Sandy, huelga decirlo, jugaba con ventaja. Había previsto las preguntas y había estudiado todas las respuestas posibles. Era conmovedor ver cómo se esforzaban sus contrincantes por estar a la altura de sus réplicas.

–Entonces, ¿debo entender que nos ofrece un seis por ciento? preguntó Sprawling. Hablaba despacio y con cautela.

–Desde luego que no. Nosotros tenemos el dinero y nosotros decidiremos cuánto pagaremos de más. Es el mismo principio que aplica el Gobierno. Al fin y al cabo, el dinero acabará en ese agujero negro que es el Pentágono.

–Eso ya no depende de nosotros -dijo Jaynes, cansado y con pocas ganas de aguantar sermones de nadie.

–Yo lo veo de esta manera -explicó Sandy. De no ser por la oportuna intervención de mi cliente, los noventa millones de dólares habrían ido a parar a las manos de una pandilla de ladrones y nunca más se habría vuelto a saber de ellos. Mi cliente evitó que esto sucediera, conservó el dinero intacto y ahora se propone devolverlo.

–¿Quiere que le demos una recompensa? – se burló Jaynes.

–No. Bastará con que renuncien a los intereses.

–El acuerdo no será válido sin la aprobación de Washington -dijo Sprawling en tono conciliador-. No podemos ir con exigencias.

–Pagaremos la mitad del interés fiscal. Ni un centavo más.

–Llamaré al Fiscal General -anunció Sprawling con cara de póker-. Espero que esté de buen humor.

–Déle recuerdos de mi parte -dijo Sandy.

Jaynes levantó la vista de su bloc de notas y preguntó:

–Entonces quedamos en un tres por ciento, ¿no?

–Eso es. Devengable desde el 26 de marzo de 1992 hasta el 1 de noviembre de 1996. El total asciende a ciento trece millones más una cantidad desestimable. Digamos ciento trece millones en números redondos.

La cifra sonaba bien, sobre todo para los representantes del Gobierno. Todos la anotaron en sus cuadernos.
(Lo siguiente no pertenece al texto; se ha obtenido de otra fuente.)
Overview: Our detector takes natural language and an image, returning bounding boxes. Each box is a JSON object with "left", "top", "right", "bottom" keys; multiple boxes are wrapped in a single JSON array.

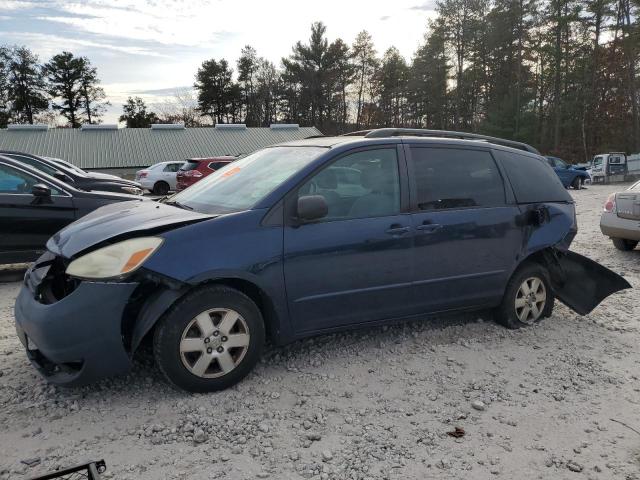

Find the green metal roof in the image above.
[{"left": 0, "top": 125, "right": 322, "bottom": 168}]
Ciento trece millones era mucho dinero. ¿Quién iba a rechazar un acuerdo que reportaba tantos beneficios al erario público?

La oferta de Sandy sólo podía interpretarse de una manera: Patrick había sabido invertir bien el dinero. Los hombres de Sprawling habían hecho algunos cálculos para determinar los beneficios que podía haber obtenido Patrick -a lo largo de aquellos cuatro años. Invertidos a un interés del ocho por ciento anual, el botín habría pasado de noventa a ciento treinta y un millones. A un interés del diez por ciento, de noventa a ciento cuarenta y cuatro millones. Libres de impuestos, claro. Si, como parecía, Patrick no era un tipo derrochador, aun devolviendo el dinero robado seguiría disfrutando de una fortuna más que considerable.

–¿Qué pasa con la querella que usted y su cliente interpusieron contra el FBI? – preguntó Sprawling.

Desistiremos -respondió Sandy-. A propósito, tendré que pedirle un favor, señor Jaynes. Algo sin importancia. Ya lo discutiremos más adelante.

–De acuerdo. Sigamos. ¿Estará dispuesto su cliente a testificar ante el jurado de acusación?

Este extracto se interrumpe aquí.